Muitos líderes europeus têm enchido a boca a dizer que estão dispostos a fazer tudo o que seja necessário para defender o euro. A sério?
Uma das medidas mais obviamente necessárias para defender e preservar a médio prazo o euro é a criação de um verdadeiro orçamento federal, muitíssimo superior ao actual, que representa pouco mais de 1% do PIB comunitário.
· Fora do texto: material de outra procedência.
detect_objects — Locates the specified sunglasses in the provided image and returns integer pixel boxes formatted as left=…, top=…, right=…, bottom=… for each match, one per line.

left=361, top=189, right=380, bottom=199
Pelo contrário, a intenção dos países contribuintes (Reino Unido, França, Alemanha, Holanda e Finlândia) é de o congelar até 2020!
Outra medida, menos estruturante, mas que dá mais tempo aos países para resolverem os seus problemas, com menos pressão orçamental, é a criação de obrigações europeias. “Pois, mas isso nem pensar!”.
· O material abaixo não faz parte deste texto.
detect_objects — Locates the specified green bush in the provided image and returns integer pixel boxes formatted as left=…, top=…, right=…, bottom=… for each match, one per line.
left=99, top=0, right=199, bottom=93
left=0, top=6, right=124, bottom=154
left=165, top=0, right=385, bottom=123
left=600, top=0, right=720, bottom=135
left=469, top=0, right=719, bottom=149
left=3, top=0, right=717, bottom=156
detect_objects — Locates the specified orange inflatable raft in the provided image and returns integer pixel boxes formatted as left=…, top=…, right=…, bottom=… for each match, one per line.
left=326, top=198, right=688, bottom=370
Sugiro uma terceira medida, que não tenho ideia de ter sido proposta até agora: a criação de um Fundo Europeu de Garantia dos Depósitos.
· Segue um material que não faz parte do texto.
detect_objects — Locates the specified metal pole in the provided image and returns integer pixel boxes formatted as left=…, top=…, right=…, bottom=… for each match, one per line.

Se um banco sedeado na Califórnia estiver em risco de falir, ninguém esperará que o Estado da Califórnia venha em seu socorro, o banco irá à falência e os depositantes desse banco serão compensados pelo fundo de garantia federal (Federal Deposit Insurance Corporation), criado em 1934.
Na zona do euro, houve inclusive pressão europeia para ser o Estado irlandês a salvar os bancos aí sedeados, colocando as suas contas públicas em tal risco que se viu forçado, de novo sob pressão dos seus pares, a recorrer ao Fundo Europeu de Estabilidade Financeira e ao FMI.
A criação de um fundo europeu de garantia dos depósitos poderia trazer inúmeras vantagens, desde logo o de tornar o eventual salvamento de bancos um assunto europeu e não nacional, diluindo algum contágio entre o sector financeiro e a dívida soberana, um dos problemas detectados por Reinhart & Rogoff.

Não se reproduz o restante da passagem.